Elsa Vogel, eine gute französisch-englische Freundin von Maunoirs, die auch jahrelang mit ihrem Mann in Lateinamerika gelebt hatte, berichtet, dass sie immer von Nicoles unerschütterlichem Glauben beeindruckt war: „Das war das Fundament, auf dem ihr Leben begründet war. Sie und François haben sich während mindestens 20 Jahren mit Leib und Seele in Lateinamerika eingesetzt, besonders in Uruguay, Argentinien und Brasilien, wo sie die Hafenarbeiter in Rio de Janeiro inspiriert und begleitet haben; so wie sie auch während langer Zeit den Anführern der Favelas und ihren Familien ihre Überzeugung mitteilten: Eine tiefe persönliche Änderung ist die Basis für alle sozialen Veränderungen. Aber auch mit Industriellen, Politikern und Grossgrundbesitzern arbeiteten sie eng zusammen.“
Währen all diesen Jahren haben sie auch mehrere junge Europäer und Asiaten mit ihrer Freundschaft begleitet, welche die Ideen der MRA selber anwenden lernen wollten. Eine davon, eine Malteserin, erinnert sich: „Sie haben nie gepredigt sondern haben uns von gleich zu gleich behandelt.“
Als sich François und Nicole in Genf niederliessen, hörten diese Kontakte nicht auf. Sie trafen die Delegierten der Länder, die sie kannten, an verschiedenen internationalen Konferenzen, luden sie zu sich nach Hause ein oder nahmen sie mit nach Caux. Natürlicherweise gab es im Laufe der Jahre immer weniger davon, aber Nicole blieb ihren Freunden bis am Schluss treu. Sie telefonierte dem einen oder anderen regelmässig. Nicole hatte in der MRA/IdV eine Art und Weise gefunden, ihren Glauben zu leben. Die Zeit der Stille am frühen Morgen war für sie keine Pflicht sondern eine Quelle der Inspiration. Manchmal, wenn man von dem einen oder anderen Thema sprach, hatte Nicole folgenden Kommentar: „Ah, ich freue mich sehr, morgen in der Stille über dieses Thema nachzudenken, um es besser zu verstehen.”

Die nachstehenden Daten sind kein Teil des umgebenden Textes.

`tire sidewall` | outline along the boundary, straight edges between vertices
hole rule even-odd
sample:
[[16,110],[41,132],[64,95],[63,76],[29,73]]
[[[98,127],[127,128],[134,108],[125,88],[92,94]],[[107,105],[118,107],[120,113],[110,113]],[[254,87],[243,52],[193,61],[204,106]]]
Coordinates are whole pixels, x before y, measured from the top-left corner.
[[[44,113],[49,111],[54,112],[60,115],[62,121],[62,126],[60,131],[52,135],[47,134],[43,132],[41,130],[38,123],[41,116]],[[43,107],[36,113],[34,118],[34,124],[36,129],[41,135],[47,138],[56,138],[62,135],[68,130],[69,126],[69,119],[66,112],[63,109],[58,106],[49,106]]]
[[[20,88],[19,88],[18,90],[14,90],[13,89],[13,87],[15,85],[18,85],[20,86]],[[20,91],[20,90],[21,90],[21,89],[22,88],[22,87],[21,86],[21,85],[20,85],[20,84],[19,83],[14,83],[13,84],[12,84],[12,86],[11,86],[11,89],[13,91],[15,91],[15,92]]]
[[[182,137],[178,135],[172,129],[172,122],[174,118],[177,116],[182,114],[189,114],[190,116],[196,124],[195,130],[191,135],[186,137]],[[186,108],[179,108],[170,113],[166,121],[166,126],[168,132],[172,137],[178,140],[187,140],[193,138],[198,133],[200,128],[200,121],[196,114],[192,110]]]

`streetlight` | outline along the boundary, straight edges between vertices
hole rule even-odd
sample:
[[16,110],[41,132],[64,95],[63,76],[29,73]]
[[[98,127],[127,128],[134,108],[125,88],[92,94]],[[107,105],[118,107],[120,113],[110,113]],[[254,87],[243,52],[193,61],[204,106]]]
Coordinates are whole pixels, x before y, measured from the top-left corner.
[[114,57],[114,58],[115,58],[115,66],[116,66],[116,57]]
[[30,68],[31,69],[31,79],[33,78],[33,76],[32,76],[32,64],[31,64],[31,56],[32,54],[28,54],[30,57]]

Nicole war die Älteste in der Familie. Ihr Bruder sagte mir, dass sie eine natürliche Autorität besass. Sie blieb wohl ihr ganzes Leben eine grosse Schwester, die über ihre Nächsten wacht, die möchte, dass alles gut geht, dass die Probleme gelöst werden. Vielleicht manchmal ein wenig zu viel? Aber in meiner Erinnerung bleibt sie eine warmherzige Person, mit der man über Tennis sprechen konnte und die sich für meine Tätigkeiten interessierte und zuhören konnte. Manchmal fand sie es schwierig, dass das, wofür sie ihr ganzes Leben eingesetzt hatte, nicht immer verstanden und nicht von jedermann angenommen wurde. Aber sie konnte loslassen. Sie hatte Vertrauen, dass das alles nicht in ihrer Hand lag. Und sie interessierte sich weiterhin für die Leute und schenkte ihnen ihre Liebe.